Il se leva et fit quelques pas dans l’étude, qui était la salle principale de son pavillon, puis s’immobilisa devant Jeanne.

— J’ai étudié, bien sûr, le ciel de ma naissance. Puis celui de ma mère. Et de mon père. Le jour de ma conception, il est advenu un accident à ma mère. Mars était dans le Taureau. Et il était pour elle en maison céleste huit.

Elle ne comprenait rien.

— Cela signifie, dit-il brutalement, que ma mère a probablement été violée.

Jeanne sentit son cœur palpiter.

— Je ne crois pas que mon père soit de nature à l’avoir fait. Il n’en avait pas besoin, puisque j’ai déjà un frère aîné. Connais-tu mon vrai père ?

Elle ravala sa salive.

— Non, répondit-elle. Je veux dire… Je n’ai pas de raisons de croire que tu n’es pas le fils de François…

Elle s’avisa qu’elle avait commis une bévue, et plus clairement encore quand il sourit.

— L’étude de ma maison céleste quatre m’indique que mon père est un homme doté de pouvoirs peu ordinaires, ce qui explique mon amitié avec les animaux.

Elle se rappela le renard qui était passé tout à l’heure. Puis elle revit le corps nu de l’adolescent Joachim surgir à l’orée du bois, blanc dans le bleu du crépuscule, derrière la maison d’Angers, en ce mémorable début de soirée. Il ressemblait à une divinité païenne, magnifique et effrayante.

— Cela n’est guère le portrait de François de Beauvois, dit-il.

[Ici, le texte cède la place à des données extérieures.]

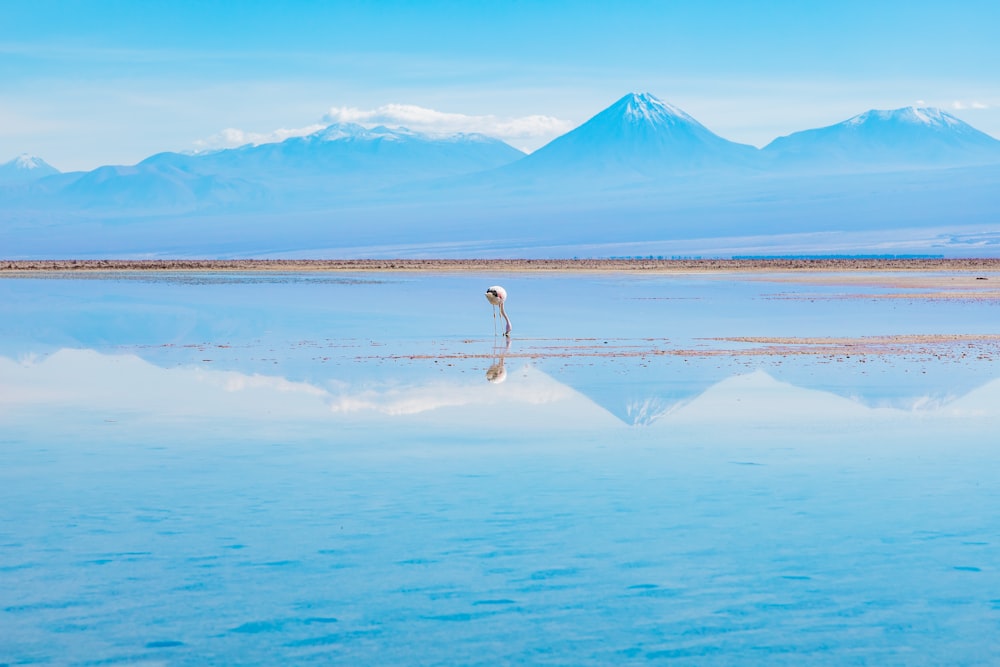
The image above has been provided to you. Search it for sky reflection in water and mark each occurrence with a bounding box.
[0,274,1000,664]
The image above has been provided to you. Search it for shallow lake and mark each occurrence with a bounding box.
[0,273,1000,665]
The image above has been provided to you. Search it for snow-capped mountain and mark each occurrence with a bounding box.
[0,94,1000,258]
[512,93,758,178]
[31,124,524,211]
[0,153,59,183]
[763,107,1000,171]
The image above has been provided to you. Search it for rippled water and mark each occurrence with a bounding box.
[0,274,1000,665]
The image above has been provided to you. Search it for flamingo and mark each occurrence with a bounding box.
[486,285,510,336]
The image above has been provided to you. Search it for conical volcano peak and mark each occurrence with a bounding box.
[611,93,697,125]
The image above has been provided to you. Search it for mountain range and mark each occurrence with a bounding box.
[0,93,1000,257]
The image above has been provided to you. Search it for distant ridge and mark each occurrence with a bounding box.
[763,107,1000,171]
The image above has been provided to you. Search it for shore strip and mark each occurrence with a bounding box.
[0,257,1000,274]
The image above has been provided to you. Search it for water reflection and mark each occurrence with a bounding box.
[486,336,510,384]
[0,276,1000,665]
[0,348,1000,430]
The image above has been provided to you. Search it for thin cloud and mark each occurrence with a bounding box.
[194,123,326,151]
[324,104,572,147]
[195,104,573,151]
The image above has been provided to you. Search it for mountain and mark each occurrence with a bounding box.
[35,124,524,212]
[763,107,1000,171]
[0,153,59,185]
[510,93,758,179]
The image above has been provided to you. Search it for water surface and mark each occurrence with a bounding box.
[0,273,1000,665]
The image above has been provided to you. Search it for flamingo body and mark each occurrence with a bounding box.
[486,285,511,336]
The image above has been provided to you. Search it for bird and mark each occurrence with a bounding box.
[486,285,510,336]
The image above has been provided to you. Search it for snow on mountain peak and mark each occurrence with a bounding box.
[846,106,964,128]
[619,93,695,125]
[14,153,45,169]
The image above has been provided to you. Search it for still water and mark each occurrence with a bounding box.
[0,274,1000,665]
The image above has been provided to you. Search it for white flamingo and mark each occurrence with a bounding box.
[486,285,510,336]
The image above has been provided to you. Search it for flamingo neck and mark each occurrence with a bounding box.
[500,301,511,335]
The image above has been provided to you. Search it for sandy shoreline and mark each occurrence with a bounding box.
[0,258,1000,275]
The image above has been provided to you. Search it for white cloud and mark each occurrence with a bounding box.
[195,104,573,151]
[194,123,326,151]
[324,104,572,148]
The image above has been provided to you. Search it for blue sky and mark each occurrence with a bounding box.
[0,0,1000,170]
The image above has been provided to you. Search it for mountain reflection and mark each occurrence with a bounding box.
[0,344,1000,428]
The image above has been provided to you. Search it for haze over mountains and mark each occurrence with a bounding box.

Elle s’efforça de rester impassible.

— As-tu parlé de ces doutes insensés à ta mère ? demanda-t-elle.

— Ma mère ! murmura-t-il en haussant les épaules. Sa courte vie ne lui aura pas enseigné grand-chose.

Sa courte vie. Les mots frappèrent Jeanne désagréablement.

— Je ne te tourmenterai pas davantage, dit-il. De toute façon, il viendra.

— Qui viendra ? demanda Jeanne, alarmée.

— Mon vrai père.

— Comment le sais-tu ?

La question même était un aveu, elle s’en avisa trop tard. Et tout cela était dit avec tant d’assurance !

— Je l’ai lu dans mon propre horoscope.

— Tu ne fais donc que lire ton horoscope ? demanda-t-elle, avec une pointe d’impatience.

— Non, j’établis parfois aussi ceux des autres.

Elle l’interrogea du regard, tendue, hantée par la possibilité que Joachim vînt à Gollheim semer le trouble dans le ménage de François.

— Quels autres ?

Il ne répondit pas, cette ombre de sourire flottant toujours sur ses traits.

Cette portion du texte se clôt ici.